Speaking of forgiving and forgetting … this lesson can also help you build a brilliant team. Over the years, I've seen a few of our most talented leaders and professors resign and take jobs with competing universities. How easy it would have been to take these departures personally! But when good people leave, I always make it clear that they're welcome back to SCAD any time. According to LinkedIn, "boomerang" hires, as they're now called, accounted for nearly 5% of all new hires in 2021. In the last year alone, SCAD has recruited and rehired no fewer than 20 former employees — a veritable host of familiar faces who know our culture, our policies and our mission on day one.
No leader in world history has ever been served by resentment. Clearly, that foundation president from so long ago held his own grudges and found great pleasure in dismissing me from his office so unceremoniously. He wanted to discourage me, to dishearten me.

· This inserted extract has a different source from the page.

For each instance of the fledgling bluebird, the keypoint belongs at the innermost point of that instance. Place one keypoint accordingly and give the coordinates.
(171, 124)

For the sake of our 53,000 alumni, 16,500 students and 2,000 employees, I'm glad he didn't.
Today, SCAD operates three accredited university locations and four world-class museums on two continents and proudly proclaims a 99% employment rate for our graduates (for five years straight!). Antipathies do more than slow you down: they take you backward. Let go of hurts, keep your heart open, and watch your company go where I've been looking all my life: up, up and up.